6.  namespace TestDefine
7.  {
8.   class Program
9.   {
10.   static void Main(string[] args)
11.   {
12. #line 25
13.    int i; //---treated as line 25---
14.    char c; //---treated as line 26---
15.    Console.WriteLine("Line 1"); //---treated as line 27---
16. #line hidden //---treated as line 28---
17.    Console.WriteLine("Line 2"); //---treated as line 29---
18.    Console.WriteLine("Line 3"); //---treated as line 30---
19. #line default
20.    double d; //---treated as line 20---
21.    Console.WriteLine("Line 4"); //---treated as line 21---
22. #line 45 "Program1.cs" //---treated as line 22---
23.    Single s; //---treated as line 45---
24.    Console.WriteLine("Line 5"); //---treated as line 46---
25.    Console.ReadLine(); //---treated as line 47---
26.   }
27.  }
28. }

The line numbers are for illustration purposes and are not part of the program.

The four highlighted lines are numbered 13, 14, 20, and 23. When you build the program in Visual Studio 2008, the lines reported are 25, 26, 20, and 45 (see Figure 3-18).


Figure 3-18 

Let's take a look at the #line directives in the example program:

#line 25 means that you want to modify the line number to use the specified line number (25 in this case) instead of the actual line number of the statement in error. This is useful if you need to assign a fixed line number to a particular part of the code so that you can trace it easily. Interestingly, the next line will continue from 25, that is, the next line is now line 26. This is evident from the warning message for the char c; line.

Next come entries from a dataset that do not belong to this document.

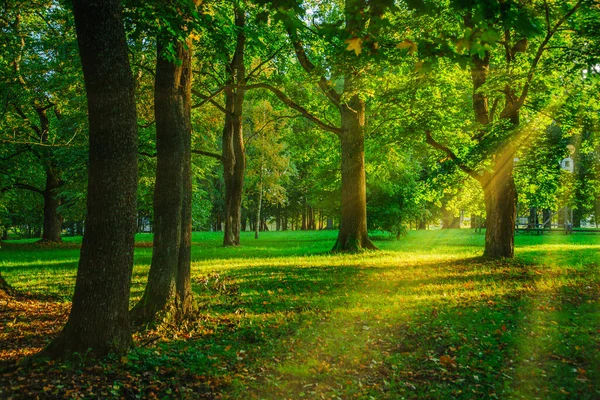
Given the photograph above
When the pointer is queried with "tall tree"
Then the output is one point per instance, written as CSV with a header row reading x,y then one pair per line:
x,y
99,318
502,32
172,194
351,108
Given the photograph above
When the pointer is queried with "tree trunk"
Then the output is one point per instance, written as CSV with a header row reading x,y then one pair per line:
x,y
52,219
234,153
577,216
258,208
99,320
532,220
500,204
172,127
184,286
5,289
547,218
353,235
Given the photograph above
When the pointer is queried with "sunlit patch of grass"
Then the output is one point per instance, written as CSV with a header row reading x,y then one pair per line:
x,y
423,317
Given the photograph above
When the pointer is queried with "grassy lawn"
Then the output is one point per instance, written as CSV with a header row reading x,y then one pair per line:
x,y
279,317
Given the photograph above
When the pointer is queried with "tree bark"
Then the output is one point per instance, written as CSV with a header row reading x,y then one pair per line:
x,y
234,153
259,206
5,288
183,285
99,320
172,130
353,235
500,203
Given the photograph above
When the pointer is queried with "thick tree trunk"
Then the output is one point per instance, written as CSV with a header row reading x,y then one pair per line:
x,y
329,225
353,235
500,203
449,221
171,128
99,320
547,218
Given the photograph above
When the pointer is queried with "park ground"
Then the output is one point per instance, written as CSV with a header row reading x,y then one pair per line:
x,y
280,317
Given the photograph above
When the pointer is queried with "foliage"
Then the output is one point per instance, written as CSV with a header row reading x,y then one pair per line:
x,y
278,319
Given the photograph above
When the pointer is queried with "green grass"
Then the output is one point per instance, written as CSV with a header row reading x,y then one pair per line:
x,y
423,317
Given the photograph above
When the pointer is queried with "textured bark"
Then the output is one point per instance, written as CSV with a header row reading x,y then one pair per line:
x,y
577,216
172,126
52,219
259,206
353,235
547,221
500,203
183,284
234,153
99,320
5,289
479,74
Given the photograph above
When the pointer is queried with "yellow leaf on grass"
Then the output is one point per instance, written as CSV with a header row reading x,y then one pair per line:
x,y
354,44
447,361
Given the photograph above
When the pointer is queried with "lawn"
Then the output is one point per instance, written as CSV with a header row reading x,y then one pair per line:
x,y
280,317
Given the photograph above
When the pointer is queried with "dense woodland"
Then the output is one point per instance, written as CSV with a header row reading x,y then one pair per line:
x,y
357,116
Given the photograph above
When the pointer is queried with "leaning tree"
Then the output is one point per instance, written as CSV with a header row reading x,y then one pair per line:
x,y
99,318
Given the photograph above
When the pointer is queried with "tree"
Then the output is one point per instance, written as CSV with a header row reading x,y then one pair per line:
x,y
99,318
351,109
172,195
498,38
40,104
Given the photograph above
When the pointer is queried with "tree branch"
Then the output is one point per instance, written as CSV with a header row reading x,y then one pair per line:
x,y
18,152
272,56
209,99
290,103
270,122
25,118
23,186
208,154
433,143
309,67
540,51
145,153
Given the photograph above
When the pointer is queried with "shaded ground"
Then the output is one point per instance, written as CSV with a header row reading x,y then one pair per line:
x,y
422,318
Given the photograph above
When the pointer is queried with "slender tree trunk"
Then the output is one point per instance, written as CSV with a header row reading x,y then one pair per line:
x,y
172,130
53,221
303,215
500,203
234,153
183,285
99,320
577,216
258,208
5,289
353,235
547,218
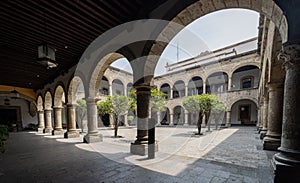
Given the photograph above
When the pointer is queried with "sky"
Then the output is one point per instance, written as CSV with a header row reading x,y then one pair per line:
x,y
208,33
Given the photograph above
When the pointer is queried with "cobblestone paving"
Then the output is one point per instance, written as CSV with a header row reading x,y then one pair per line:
x,y
229,155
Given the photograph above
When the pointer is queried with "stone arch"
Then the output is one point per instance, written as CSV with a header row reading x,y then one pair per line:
x,y
244,111
201,8
118,86
48,100
73,88
179,89
195,86
166,88
178,115
217,82
233,101
59,96
40,103
257,64
245,77
99,70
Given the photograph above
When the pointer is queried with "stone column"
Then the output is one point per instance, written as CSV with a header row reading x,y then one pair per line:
x,y
186,118
71,122
41,121
264,129
93,134
57,121
287,162
111,120
228,118
273,136
261,106
158,118
143,94
48,121
229,83
171,119
186,90
125,90
258,119
125,120
110,89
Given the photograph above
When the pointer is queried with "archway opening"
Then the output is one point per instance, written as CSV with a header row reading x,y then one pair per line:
x,y
217,83
195,86
179,89
246,77
166,89
178,115
244,112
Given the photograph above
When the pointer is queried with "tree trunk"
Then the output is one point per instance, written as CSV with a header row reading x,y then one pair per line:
x,y
116,125
199,123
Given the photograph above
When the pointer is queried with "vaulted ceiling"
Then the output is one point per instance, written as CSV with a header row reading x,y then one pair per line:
x,y
68,25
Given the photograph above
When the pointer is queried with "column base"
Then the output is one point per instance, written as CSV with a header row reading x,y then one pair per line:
x,y
40,130
92,138
141,149
47,130
286,168
58,132
270,143
262,134
71,134
228,125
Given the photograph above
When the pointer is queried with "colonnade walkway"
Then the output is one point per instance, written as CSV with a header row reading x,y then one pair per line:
x,y
228,155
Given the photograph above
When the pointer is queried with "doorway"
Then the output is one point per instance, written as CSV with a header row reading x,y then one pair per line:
x,y
245,114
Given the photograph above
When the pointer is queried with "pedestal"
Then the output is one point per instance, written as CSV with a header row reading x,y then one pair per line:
x,y
271,143
58,132
71,134
40,130
92,138
286,167
141,149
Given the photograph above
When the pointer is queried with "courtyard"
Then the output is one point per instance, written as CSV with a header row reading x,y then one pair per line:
x,y
227,155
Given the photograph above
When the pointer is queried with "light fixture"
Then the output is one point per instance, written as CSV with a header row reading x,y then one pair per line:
x,y
6,101
15,94
46,56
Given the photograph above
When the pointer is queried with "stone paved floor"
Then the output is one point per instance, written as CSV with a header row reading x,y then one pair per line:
x,y
229,155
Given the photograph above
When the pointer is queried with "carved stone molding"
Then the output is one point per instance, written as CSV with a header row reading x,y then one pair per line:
x,y
290,54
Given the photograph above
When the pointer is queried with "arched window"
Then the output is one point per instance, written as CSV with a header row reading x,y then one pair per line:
x,y
247,82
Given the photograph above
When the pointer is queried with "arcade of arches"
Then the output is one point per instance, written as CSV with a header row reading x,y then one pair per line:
x,y
266,80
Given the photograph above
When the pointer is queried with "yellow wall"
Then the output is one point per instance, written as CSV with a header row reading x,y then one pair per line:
x,y
25,91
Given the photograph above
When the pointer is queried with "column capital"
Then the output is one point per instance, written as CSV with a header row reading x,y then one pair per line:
x,y
274,86
91,100
71,105
143,88
57,107
290,54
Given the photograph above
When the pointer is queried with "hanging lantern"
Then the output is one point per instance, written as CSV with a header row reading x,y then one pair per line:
x,y
6,101
15,94
46,56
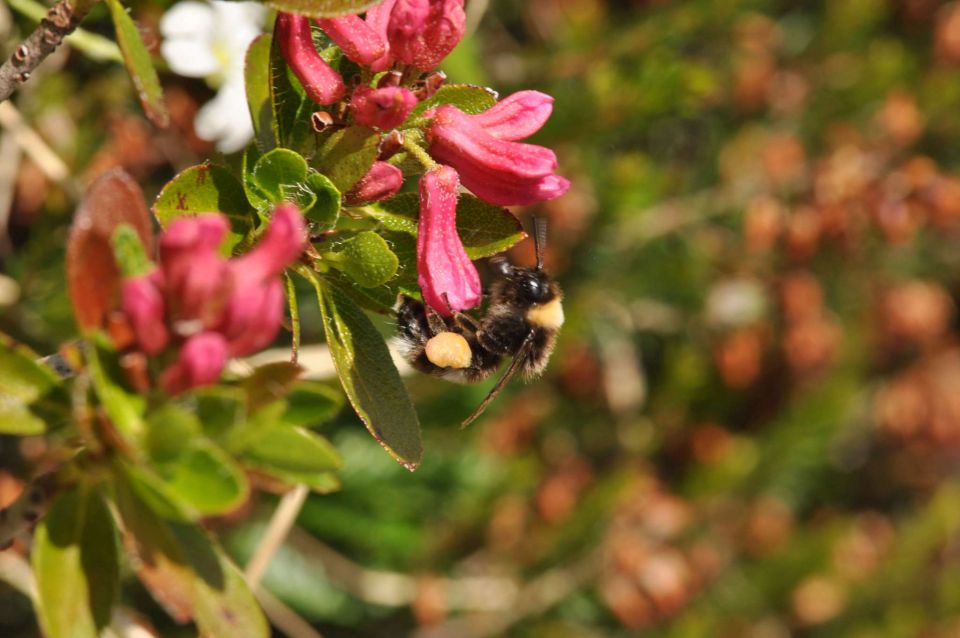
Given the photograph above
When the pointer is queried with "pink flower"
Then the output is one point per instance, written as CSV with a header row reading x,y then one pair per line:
x,y
255,310
383,180
357,39
208,306
279,246
516,116
423,32
378,18
195,275
384,108
447,278
201,361
322,84
498,170
141,300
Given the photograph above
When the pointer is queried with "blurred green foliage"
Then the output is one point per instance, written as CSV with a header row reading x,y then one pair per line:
x,y
750,427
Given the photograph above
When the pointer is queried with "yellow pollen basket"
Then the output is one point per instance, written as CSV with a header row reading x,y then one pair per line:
x,y
449,350
548,315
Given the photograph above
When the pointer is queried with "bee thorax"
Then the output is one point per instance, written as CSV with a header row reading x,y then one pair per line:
x,y
448,350
548,315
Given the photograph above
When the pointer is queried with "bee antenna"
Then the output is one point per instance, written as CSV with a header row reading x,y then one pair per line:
x,y
539,239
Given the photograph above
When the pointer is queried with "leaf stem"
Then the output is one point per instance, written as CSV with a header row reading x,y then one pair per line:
x,y
418,152
280,524
294,318
61,20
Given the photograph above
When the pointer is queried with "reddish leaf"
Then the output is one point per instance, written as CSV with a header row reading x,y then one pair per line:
x,y
92,275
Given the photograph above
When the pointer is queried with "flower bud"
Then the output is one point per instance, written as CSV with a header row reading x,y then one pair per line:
x,y
448,279
355,37
142,303
499,171
322,84
383,180
196,276
423,32
201,361
383,109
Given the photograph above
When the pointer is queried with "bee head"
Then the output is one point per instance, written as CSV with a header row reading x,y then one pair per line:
x,y
532,286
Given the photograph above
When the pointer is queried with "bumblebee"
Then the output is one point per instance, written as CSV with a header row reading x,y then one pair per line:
x,y
522,318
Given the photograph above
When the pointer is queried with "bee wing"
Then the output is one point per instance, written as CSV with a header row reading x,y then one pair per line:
x,y
511,370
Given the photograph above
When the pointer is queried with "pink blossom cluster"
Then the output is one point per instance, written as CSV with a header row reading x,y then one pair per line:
x,y
208,308
483,152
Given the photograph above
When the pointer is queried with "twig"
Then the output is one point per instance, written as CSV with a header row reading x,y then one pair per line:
x,y
36,148
62,19
9,167
277,530
284,618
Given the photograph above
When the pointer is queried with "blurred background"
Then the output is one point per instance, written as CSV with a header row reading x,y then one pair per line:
x,y
751,425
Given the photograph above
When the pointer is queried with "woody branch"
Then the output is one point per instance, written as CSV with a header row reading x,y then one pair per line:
x,y
60,21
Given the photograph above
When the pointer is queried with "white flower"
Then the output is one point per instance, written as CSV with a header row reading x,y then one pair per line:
x,y
209,40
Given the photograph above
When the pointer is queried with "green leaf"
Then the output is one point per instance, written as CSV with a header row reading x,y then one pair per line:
x,y
187,573
74,559
22,379
125,408
466,97
484,229
170,429
128,252
369,376
347,155
220,409
139,66
326,210
280,176
366,258
319,482
294,450
311,403
18,420
268,383
204,189
322,8
291,107
256,74
206,478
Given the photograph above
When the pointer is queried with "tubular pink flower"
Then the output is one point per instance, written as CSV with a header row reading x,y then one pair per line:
x,y
253,317
322,84
499,171
423,32
196,280
141,300
254,311
384,109
447,278
201,361
383,180
516,116
378,18
356,38
279,246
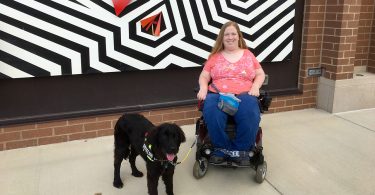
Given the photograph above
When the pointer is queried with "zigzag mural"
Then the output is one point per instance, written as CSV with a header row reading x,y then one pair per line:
x,y
68,37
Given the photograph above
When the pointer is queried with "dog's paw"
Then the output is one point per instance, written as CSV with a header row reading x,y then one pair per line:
x,y
118,184
137,174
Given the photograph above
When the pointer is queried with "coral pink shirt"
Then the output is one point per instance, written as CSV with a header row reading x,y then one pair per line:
x,y
232,77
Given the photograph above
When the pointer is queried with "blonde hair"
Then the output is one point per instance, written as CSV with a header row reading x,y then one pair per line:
x,y
219,46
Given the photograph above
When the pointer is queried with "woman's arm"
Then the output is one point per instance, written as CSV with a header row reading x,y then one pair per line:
x,y
204,78
258,82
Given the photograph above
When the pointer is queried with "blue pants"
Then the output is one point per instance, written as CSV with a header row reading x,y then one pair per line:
x,y
247,121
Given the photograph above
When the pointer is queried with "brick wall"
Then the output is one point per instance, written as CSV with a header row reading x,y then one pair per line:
x,y
364,33
330,30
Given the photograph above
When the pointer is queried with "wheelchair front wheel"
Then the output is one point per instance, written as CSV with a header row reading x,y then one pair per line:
x,y
200,168
261,172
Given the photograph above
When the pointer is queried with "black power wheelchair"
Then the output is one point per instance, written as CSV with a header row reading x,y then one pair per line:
x,y
205,149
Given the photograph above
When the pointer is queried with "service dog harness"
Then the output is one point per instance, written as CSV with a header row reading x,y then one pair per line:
x,y
147,148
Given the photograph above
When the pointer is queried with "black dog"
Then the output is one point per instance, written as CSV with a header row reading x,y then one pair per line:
x,y
158,145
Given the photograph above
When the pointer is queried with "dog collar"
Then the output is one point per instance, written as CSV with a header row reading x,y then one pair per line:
x,y
147,149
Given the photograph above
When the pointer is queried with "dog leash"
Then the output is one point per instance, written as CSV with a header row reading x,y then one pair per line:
x,y
191,147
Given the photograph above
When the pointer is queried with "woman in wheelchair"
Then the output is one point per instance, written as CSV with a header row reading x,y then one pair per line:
x,y
231,69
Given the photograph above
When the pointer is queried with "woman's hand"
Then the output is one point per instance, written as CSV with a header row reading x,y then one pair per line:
x,y
202,94
254,91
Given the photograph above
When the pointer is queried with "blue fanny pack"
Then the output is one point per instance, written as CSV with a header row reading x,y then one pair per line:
x,y
228,102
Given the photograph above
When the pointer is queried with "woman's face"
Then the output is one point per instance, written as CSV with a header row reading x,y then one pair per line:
x,y
231,38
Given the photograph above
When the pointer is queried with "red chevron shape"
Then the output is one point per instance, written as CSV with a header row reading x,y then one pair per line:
x,y
154,22
120,5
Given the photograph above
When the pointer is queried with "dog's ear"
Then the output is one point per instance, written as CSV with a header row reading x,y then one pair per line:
x,y
153,136
182,135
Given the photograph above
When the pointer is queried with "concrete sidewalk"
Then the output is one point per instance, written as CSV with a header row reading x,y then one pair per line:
x,y
307,151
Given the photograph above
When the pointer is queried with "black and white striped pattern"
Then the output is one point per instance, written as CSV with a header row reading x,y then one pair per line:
x,y
67,37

#line default means that the compiler will report the actual line number.

#line 45 "Program1.cs" means that you want to fix the line number at 45 and specify the name of the file in error (Program1.cs in this case). An example usage of it would be that the statement in error might be a call to an external DLL and by specifying the filename of the DLL here, it is clearer that the mistake might be from that DLL.

What about the #line hidden statement? That preprocessor directive indicates to the debugger to skip the block of code beginning with the #line hidden preprocessor directive. The debugger will skip the line(s) until the next #line preprocessor directive is found. This is useful for skipping over method calls that you are not interested in (such as those not written by you).

Interestingly, you can replace the #line hidden preprocessor directive with #line 16707566 (0xFeeFee) and it will still work correctly.